Belinda came home from the hospital, with little Melanie in her carrycot, and Belinda’s mother came to stay with them for a week, sleeping on the sofa in the lounge.
It was on the third day that Belinda pulled out the box-folder, to show her wedding souvenirs to her mother, and to reminisce. Already their wedding seemed like such a long time ago. They smiled at the dried, brown thing that had once been a white rose, and clucked over the menu and the invitation. At the bottom of the box was a large brown envelope.
“Gordon and Belinda’s Marriage,” read Belinda’s mother.
“It’s a description of our wedding,” said Belinda. “It’s very sweet. It even has a bit in it about Daddy’s slide-show.”
Belinda opened the envelope and pulled out the sheet of cream paper. She read what was typed upon the paper, and made a face. Then she put it away, without saying anything.
“Can’t I see it, dear?” asked her mother.
“I think it’s Gordon playing a joke,” said Belinda. “Not in good taste, either.”

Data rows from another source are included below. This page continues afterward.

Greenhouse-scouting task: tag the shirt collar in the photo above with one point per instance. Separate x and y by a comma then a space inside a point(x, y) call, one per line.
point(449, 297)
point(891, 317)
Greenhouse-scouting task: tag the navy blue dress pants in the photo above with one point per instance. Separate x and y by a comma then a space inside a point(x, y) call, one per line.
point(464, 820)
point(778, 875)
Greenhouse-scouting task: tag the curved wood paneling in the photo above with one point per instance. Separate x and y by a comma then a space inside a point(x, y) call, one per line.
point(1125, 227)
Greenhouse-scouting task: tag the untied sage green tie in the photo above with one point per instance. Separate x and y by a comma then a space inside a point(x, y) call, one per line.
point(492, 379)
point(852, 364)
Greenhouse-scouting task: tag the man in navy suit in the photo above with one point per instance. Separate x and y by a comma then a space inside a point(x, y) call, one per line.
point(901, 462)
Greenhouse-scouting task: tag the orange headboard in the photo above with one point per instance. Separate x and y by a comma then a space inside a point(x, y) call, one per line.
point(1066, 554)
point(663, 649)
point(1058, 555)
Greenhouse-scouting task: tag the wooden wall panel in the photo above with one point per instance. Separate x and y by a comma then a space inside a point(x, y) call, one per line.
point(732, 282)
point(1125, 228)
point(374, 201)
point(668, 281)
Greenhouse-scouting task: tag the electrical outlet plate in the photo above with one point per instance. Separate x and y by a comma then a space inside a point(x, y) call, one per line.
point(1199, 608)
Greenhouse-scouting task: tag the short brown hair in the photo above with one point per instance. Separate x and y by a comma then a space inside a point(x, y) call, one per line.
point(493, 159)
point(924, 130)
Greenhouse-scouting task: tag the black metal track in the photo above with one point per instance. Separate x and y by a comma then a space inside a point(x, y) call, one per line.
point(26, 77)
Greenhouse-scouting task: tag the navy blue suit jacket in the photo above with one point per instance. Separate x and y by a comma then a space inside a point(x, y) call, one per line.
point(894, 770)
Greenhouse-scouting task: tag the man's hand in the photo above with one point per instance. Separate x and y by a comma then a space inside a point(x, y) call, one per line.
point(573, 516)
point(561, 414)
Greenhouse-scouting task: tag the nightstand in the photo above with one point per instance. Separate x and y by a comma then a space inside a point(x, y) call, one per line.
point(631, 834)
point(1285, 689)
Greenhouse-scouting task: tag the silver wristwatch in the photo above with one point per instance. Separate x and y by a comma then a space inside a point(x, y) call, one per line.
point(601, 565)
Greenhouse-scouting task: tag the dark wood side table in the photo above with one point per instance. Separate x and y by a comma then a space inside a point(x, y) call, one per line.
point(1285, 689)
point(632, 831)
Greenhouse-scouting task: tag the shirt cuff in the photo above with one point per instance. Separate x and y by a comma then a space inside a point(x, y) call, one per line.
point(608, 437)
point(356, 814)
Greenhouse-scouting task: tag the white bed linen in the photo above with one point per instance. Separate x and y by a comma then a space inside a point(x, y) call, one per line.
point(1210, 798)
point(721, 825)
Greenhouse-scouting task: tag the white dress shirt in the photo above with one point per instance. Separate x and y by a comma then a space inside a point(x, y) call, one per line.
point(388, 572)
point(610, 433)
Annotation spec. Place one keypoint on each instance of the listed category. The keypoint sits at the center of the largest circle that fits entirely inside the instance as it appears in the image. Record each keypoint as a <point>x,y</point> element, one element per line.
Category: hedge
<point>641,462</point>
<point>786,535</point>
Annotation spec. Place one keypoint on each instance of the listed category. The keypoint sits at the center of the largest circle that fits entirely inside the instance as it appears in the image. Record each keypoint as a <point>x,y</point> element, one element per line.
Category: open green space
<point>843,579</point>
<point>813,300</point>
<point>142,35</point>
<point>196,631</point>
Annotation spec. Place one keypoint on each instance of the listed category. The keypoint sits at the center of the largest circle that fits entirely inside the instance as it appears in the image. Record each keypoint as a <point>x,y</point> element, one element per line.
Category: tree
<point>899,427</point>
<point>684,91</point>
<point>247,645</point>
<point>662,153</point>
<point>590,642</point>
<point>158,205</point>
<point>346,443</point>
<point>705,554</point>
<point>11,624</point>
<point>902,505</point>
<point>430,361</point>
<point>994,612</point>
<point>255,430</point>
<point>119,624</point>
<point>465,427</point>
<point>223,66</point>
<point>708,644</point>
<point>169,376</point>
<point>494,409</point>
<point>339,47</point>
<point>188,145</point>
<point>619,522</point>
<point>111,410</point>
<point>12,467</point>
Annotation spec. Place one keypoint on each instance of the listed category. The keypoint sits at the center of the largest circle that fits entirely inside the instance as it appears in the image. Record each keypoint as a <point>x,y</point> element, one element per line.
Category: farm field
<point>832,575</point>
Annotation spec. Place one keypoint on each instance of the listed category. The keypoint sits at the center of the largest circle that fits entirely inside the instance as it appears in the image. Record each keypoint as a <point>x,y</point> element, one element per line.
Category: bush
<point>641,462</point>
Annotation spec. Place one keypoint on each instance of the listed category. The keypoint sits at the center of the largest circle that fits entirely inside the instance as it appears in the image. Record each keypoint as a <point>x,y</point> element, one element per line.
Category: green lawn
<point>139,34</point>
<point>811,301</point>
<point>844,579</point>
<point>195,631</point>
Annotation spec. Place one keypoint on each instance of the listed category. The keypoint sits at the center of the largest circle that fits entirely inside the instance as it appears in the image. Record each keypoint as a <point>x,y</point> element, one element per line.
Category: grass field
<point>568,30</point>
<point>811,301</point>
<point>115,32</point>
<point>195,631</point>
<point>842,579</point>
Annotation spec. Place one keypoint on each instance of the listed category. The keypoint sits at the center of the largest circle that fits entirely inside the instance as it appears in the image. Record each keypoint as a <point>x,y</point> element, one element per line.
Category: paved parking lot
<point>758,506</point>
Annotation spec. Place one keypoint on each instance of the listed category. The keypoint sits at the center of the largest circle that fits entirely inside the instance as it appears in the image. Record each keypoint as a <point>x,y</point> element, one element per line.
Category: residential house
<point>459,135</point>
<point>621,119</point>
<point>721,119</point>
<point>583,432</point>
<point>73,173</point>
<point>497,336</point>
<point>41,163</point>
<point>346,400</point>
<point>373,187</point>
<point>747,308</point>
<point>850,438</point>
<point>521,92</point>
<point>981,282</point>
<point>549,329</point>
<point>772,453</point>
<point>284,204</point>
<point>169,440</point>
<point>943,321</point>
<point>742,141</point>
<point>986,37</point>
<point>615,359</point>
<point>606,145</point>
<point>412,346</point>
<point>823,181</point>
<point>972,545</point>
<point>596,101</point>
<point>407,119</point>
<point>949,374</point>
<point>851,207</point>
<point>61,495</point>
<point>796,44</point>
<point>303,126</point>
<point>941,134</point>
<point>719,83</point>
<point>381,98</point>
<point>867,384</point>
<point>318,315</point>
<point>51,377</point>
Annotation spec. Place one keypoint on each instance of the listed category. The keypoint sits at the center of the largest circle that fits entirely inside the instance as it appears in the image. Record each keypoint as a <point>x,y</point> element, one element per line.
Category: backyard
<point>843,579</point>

Belinda was sitting up in bed that night, breast-feeding Melanie, when she said to Gordon, who was staring at his wife and new daughter with a foolish smile upon his face, “Darling, why did you write those things?”
“What things?”
“In the letter. That wedding thing. You know.”
“I don’t know.”
“It wasn’t funny.”
He sighed. “What are you talking about?”
Belinda pointed to the box-file, which she had brought upstairs and placed upon her dressing-table. Gordon opened it, and took out the envelope. “Did it always say that on the envelope?” he asked. “I thought it said something about our wedding.” Then he took out and read the single sheet of ragged-edged paper, and his forehead creased. “I didn’t write this.” He turned the paper over, staring at the blank side as if expecting to see something else written there.
“You didn’t write it?” she asked. “Really you didn’t?” Gordon shook his head. Belinda wiped a dribble of milk from the baby’s chin. “I believe you,” she said. “I thought you wrote it, but you didn’t.”
“No.”
“Let me see that again,” she said. He passed the paper to her. “This is so weird. I mean, it’s not funny, and it’s not even true.”

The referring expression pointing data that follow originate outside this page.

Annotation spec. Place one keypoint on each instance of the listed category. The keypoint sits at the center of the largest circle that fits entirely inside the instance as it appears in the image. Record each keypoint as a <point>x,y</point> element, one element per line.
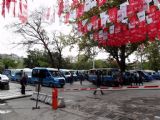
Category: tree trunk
<point>51,57</point>
<point>122,63</point>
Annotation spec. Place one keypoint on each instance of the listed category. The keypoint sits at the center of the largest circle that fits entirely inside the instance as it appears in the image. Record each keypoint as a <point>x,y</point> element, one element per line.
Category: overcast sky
<point>7,37</point>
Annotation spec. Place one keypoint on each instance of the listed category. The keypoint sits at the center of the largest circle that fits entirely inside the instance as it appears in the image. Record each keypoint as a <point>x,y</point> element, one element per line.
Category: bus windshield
<point>55,73</point>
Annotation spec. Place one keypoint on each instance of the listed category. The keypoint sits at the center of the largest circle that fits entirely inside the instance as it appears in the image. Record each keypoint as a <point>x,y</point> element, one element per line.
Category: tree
<point>153,55</point>
<point>34,32</point>
<point>119,49</point>
<point>59,42</point>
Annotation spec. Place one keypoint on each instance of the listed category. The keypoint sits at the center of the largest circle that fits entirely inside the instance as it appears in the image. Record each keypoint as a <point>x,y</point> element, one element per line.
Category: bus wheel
<point>51,85</point>
<point>61,86</point>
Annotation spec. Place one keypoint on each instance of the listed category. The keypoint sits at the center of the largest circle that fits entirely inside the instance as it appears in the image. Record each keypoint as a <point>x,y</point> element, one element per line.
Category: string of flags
<point>131,22</point>
<point>19,9</point>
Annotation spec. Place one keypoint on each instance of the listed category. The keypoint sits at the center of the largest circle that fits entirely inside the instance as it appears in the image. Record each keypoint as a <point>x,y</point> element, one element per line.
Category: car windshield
<point>55,73</point>
<point>67,73</point>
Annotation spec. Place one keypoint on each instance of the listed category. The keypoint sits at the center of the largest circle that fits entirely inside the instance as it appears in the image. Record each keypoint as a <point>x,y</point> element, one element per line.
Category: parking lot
<point>83,105</point>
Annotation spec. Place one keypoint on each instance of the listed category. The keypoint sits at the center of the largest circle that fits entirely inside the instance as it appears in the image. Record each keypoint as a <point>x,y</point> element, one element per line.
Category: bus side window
<point>42,73</point>
<point>47,74</point>
<point>35,73</point>
<point>109,73</point>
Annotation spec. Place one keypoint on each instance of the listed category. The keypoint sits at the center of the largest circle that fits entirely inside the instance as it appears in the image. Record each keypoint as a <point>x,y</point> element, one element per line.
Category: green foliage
<point>152,52</point>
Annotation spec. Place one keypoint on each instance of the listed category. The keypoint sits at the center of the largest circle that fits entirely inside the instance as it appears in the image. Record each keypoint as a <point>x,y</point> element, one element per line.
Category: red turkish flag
<point>133,20</point>
<point>80,10</point>
<point>152,9</point>
<point>74,3</point>
<point>8,2</point>
<point>67,18</point>
<point>130,10</point>
<point>158,30</point>
<point>80,26</point>
<point>20,6</point>
<point>113,14</point>
<point>152,31</point>
<point>101,2</point>
<point>94,22</point>
<point>60,7</point>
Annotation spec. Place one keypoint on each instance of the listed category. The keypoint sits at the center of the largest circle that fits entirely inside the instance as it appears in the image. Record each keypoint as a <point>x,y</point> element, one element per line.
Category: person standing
<point>98,82</point>
<point>23,83</point>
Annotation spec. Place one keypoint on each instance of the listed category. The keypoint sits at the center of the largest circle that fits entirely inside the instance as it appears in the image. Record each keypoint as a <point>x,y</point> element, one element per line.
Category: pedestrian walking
<point>23,83</point>
<point>98,82</point>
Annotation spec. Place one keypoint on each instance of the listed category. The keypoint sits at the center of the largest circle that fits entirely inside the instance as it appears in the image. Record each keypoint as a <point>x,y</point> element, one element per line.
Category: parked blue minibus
<point>48,77</point>
<point>108,75</point>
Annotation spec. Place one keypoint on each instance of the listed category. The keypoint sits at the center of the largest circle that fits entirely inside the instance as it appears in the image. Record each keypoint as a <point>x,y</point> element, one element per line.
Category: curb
<point>16,96</point>
<point>154,87</point>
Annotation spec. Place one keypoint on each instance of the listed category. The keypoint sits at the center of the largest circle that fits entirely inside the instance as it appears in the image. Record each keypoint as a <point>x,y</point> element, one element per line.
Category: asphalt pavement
<point>83,105</point>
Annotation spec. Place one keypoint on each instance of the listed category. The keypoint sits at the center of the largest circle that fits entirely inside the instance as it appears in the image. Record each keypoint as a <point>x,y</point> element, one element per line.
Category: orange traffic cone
<point>54,98</point>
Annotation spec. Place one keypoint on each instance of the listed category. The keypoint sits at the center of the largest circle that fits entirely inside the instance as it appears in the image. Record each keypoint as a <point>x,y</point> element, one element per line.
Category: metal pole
<point>141,61</point>
<point>93,64</point>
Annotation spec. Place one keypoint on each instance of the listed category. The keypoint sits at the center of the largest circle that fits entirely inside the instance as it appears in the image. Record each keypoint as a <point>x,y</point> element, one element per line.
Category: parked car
<point>47,76</point>
<point>4,82</point>
<point>146,77</point>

Typed upon the paper was a brief description of the previous two years for Gordon and Belinda. It had not been a good two years, according the typed sheet. Six months after they were married Belinda had been bitten in the cheek by a Pekingese, so badly that the cheek needed to be stitched back together. It had left a nasty scar. Worse than that, nerves had been damaged, and she had begun to drink, perhaps to numb the pain. She suspected that Gordon was revolted by her face, while the new baby, it said, was a desperate attempt to glue the couple together.

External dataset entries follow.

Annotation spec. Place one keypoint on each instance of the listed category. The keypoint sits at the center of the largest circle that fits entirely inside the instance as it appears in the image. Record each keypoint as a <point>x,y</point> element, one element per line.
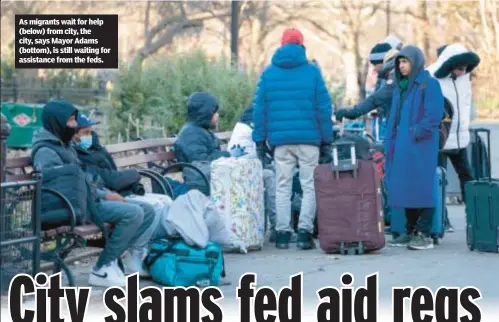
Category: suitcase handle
<point>487,133</point>
<point>344,165</point>
<point>491,213</point>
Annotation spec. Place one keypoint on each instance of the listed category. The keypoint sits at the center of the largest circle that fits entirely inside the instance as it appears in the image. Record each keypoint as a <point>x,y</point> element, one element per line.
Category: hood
<point>417,59</point>
<point>388,64</point>
<point>44,135</point>
<point>247,117</point>
<point>55,115</point>
<point>394,42</point>
<point>453,56</point>
<point>200,108</point>
<point>290,56</point>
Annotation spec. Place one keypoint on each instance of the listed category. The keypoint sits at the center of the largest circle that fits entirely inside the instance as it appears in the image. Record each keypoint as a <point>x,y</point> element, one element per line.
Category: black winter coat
<point>98,160</point>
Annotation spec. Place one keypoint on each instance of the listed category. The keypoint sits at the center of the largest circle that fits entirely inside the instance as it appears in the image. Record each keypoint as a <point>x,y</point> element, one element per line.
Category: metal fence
<point>19,230</point>
<point>39,95</point>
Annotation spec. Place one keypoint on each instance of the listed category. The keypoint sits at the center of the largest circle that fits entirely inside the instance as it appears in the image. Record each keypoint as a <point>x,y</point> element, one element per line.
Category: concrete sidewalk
<point>450,264</point>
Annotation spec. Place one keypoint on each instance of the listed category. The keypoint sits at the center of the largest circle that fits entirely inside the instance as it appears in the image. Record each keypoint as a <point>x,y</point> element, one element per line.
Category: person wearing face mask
<point>381,99</point>
<point>412,144</point>
<point>452,70</point>
<point>55,157</point>
<point>126,182</point>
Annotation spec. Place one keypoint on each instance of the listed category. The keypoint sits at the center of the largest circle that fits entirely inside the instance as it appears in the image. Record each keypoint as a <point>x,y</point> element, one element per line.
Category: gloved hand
<point>345,113</point>
<point>326,154</point>
<point>237,151</point>
<point>261,153</point>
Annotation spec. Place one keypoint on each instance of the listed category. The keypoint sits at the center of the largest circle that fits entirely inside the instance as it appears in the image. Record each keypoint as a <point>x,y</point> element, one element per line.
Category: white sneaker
<point>107,276</point>
<point>133,263</point>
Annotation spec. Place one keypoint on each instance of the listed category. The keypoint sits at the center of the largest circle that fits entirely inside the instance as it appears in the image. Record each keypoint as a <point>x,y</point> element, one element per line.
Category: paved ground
<point>449,264</point>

“Why would they say this?” she asked.
“They?”
“Whoever wrote this horrid thing.” She ran a finger across her cheek: it was unblemished and unmarked. She was a very beautiful young woman, although she looked tired and fragile now.
“How do you know it’s a they?”
“I don’t know,” she said, transferring the baby to her left breast. “It seems a sort of they-ish thing to do. To write that and to swap it for the old one and to wait until one of us read it. Come on, little Melanie, there you go, that’s such a fine girl. ”
“Shall I throw it away?”
“Yes. No. I don’t know. I think. ” She stroked the baby’s forehead. “Hold onto it,” she said. “We might need it for evidence. I wonder if it was something Al organised.” Al was Gordon’s youngest brother.
Gordon put the paper back into the envelope, and he put the envelope back into the box file, which was pushed under the bed and, more or less, forgotten.
Neither of them got much sleep for the next few months, what with the nightly feeds and the continual crying, for Melanie was a colicky baby. The box-file stayed under the bed. And then Gordon was offered a job in Preston, several hundred miles north, and since Belinda was on leave from her job, and had no immediate plans to go back to work, she found the idea rather attractive. So they moved.